Stakeholder Model of Business Running

For over 40 years, foreign companies have applied principles and tools that allow them to keep a constant constructive dialogue with their environment: employees, managers, stakeholders, local communities, trade unions, local authorities, suppliers and partners, customers. Business realized the inconsistency of the approach aimed at maximizing share capital, only the financial performance of the company, and turned to those persons who somehow influence the company or who are influenced by the company’s activities – to stake holders.

The company’s interaction with stakeholders demonstrates the company’s readiness to invest in the development, in the future of its customers and employees, partners and suppliers, to ensure the sustainable development of both the company and local communities, to make social investments in areas significant for the territory of the company’s presence, the readiness to develop interaction with those persons who have information and resources to adequately and flexibly respond to external and internal challenges.

The stakeholder approach is implemented by companies of various forms of ownership, various fields of activity, with different needs, values ​​and opportunities. For example, programs aimed at addressing social issues of employees are recognized among leading companies as activities that create value for both the company and its employees and their families. According to experts, identifying stakeholder expectations and clearly articulating long-term goals are essential for the sustainable development of business and society as a whole.

At the same time, a very significant obstacle to the implementation of the stakeholder approach is the difficulty of promoting this idea among the top management of companies and representatives of government agencies. Often, these community engagement programs are viewed not as strategic investments, but as one-off forms of sponsorship or charity.

It seems that systematic stakeholder engagement activities, in addition to project and social risk management, allow companies to gain competitive advantages.

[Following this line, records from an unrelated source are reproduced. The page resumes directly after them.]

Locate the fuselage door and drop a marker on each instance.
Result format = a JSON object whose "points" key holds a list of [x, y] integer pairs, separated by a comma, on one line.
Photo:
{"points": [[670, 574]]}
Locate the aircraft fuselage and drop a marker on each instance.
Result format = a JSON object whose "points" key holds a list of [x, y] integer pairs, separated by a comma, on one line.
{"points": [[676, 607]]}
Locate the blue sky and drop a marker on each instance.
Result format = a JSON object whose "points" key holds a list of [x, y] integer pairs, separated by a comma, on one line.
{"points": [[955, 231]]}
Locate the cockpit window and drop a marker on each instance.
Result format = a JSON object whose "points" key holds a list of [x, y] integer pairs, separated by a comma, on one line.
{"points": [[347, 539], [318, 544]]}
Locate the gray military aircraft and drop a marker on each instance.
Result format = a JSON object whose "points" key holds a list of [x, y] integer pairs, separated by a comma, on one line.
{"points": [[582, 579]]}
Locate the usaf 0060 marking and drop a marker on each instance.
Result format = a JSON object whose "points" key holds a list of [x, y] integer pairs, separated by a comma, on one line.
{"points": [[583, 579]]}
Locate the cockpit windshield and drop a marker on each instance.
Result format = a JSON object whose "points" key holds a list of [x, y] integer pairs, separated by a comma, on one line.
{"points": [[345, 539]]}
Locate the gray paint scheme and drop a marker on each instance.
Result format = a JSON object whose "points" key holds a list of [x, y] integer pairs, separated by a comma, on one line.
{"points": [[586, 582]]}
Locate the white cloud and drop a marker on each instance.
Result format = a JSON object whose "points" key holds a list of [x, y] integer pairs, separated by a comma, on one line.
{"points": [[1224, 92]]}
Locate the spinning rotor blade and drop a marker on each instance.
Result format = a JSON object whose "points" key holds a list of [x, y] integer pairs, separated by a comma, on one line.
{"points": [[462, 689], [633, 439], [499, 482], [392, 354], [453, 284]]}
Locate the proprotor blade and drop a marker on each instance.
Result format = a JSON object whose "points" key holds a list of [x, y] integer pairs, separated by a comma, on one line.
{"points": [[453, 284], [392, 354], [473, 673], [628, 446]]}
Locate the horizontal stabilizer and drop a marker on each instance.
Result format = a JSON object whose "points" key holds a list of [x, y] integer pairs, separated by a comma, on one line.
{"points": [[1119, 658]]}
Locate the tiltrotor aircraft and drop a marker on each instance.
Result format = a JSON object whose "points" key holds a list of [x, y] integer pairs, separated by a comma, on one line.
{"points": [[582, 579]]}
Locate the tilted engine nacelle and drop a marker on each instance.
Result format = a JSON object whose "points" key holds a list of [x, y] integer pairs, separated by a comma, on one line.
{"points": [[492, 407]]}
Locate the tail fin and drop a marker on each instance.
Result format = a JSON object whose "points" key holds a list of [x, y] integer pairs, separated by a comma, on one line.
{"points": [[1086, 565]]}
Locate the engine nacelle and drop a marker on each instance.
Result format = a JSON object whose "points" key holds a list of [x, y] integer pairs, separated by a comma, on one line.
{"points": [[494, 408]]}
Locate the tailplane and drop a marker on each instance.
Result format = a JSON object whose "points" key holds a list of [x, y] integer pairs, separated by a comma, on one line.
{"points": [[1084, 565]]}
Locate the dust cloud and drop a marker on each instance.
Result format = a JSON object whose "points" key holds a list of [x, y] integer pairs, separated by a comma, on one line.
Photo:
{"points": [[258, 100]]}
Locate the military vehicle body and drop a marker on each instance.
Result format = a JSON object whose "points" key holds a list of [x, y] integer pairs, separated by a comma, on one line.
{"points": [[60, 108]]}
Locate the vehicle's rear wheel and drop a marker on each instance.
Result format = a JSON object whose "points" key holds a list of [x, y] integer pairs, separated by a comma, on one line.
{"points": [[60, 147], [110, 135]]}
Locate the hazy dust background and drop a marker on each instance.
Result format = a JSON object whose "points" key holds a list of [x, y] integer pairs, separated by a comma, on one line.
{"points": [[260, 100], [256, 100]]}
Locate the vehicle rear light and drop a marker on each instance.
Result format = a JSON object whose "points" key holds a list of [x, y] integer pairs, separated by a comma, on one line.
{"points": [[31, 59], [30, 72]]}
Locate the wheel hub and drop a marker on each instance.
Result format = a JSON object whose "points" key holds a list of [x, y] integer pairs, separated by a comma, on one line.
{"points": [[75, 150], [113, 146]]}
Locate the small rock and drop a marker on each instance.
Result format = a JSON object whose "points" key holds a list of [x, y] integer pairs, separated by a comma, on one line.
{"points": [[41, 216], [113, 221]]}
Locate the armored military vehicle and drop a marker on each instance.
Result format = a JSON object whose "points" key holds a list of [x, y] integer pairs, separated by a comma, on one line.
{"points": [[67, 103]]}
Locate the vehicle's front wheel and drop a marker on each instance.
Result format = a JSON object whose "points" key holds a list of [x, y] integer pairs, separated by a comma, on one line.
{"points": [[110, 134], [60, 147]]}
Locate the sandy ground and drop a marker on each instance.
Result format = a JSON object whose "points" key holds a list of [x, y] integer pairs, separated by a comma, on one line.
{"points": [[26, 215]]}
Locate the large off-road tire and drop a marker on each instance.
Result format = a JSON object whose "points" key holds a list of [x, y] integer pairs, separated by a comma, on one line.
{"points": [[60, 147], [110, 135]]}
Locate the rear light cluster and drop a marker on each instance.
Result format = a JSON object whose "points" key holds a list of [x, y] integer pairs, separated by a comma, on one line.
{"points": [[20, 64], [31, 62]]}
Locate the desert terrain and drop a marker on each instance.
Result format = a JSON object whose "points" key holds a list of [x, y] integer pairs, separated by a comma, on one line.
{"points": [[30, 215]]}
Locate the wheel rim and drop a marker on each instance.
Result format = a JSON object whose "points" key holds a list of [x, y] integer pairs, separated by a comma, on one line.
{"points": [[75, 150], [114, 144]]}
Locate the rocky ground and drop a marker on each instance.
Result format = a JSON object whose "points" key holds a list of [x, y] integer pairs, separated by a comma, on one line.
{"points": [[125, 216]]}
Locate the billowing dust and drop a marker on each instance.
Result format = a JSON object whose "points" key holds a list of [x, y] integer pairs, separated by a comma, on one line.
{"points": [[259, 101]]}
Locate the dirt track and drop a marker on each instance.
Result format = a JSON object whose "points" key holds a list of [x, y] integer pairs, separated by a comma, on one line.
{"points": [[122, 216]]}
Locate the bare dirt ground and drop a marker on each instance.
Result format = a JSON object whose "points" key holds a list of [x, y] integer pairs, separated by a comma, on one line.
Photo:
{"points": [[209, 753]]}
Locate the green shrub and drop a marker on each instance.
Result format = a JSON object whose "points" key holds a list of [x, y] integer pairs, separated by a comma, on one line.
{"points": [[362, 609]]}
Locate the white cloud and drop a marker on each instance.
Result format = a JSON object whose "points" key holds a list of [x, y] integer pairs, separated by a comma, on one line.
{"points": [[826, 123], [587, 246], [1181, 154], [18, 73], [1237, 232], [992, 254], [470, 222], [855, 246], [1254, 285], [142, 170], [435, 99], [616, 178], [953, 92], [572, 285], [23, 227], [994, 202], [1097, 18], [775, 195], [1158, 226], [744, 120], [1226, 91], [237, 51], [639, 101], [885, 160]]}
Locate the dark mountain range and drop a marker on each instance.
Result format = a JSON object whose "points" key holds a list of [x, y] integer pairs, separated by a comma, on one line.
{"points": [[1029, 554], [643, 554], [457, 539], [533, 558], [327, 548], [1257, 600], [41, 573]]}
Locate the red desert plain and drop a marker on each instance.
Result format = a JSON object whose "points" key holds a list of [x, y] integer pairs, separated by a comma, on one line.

An analysis of international practice5 shows that proactive, transparent and systematic implementation of social investments based on advanced standards and methodologies allows integrating the stakeholder approach into the company’s core business and contributes to creating value for both the company and the interacting parties.

The relevance of the stakeholder management model is due to the growing crisis of trust both in the business community and in society as a whole. Fundamental changes in business practices, ethics, methods and forms of doing business have proven the inability of an approach based on increasing shareholder value as the main and only company goal.

The close interaction of companies in different regions with different social economic conditions, different cultural traditions and political regimes forces companies to engage in dialogue with individuals, groups, organizations, communities and other stakeholders who are subject to some influence from the company or who may affect the company’s activities.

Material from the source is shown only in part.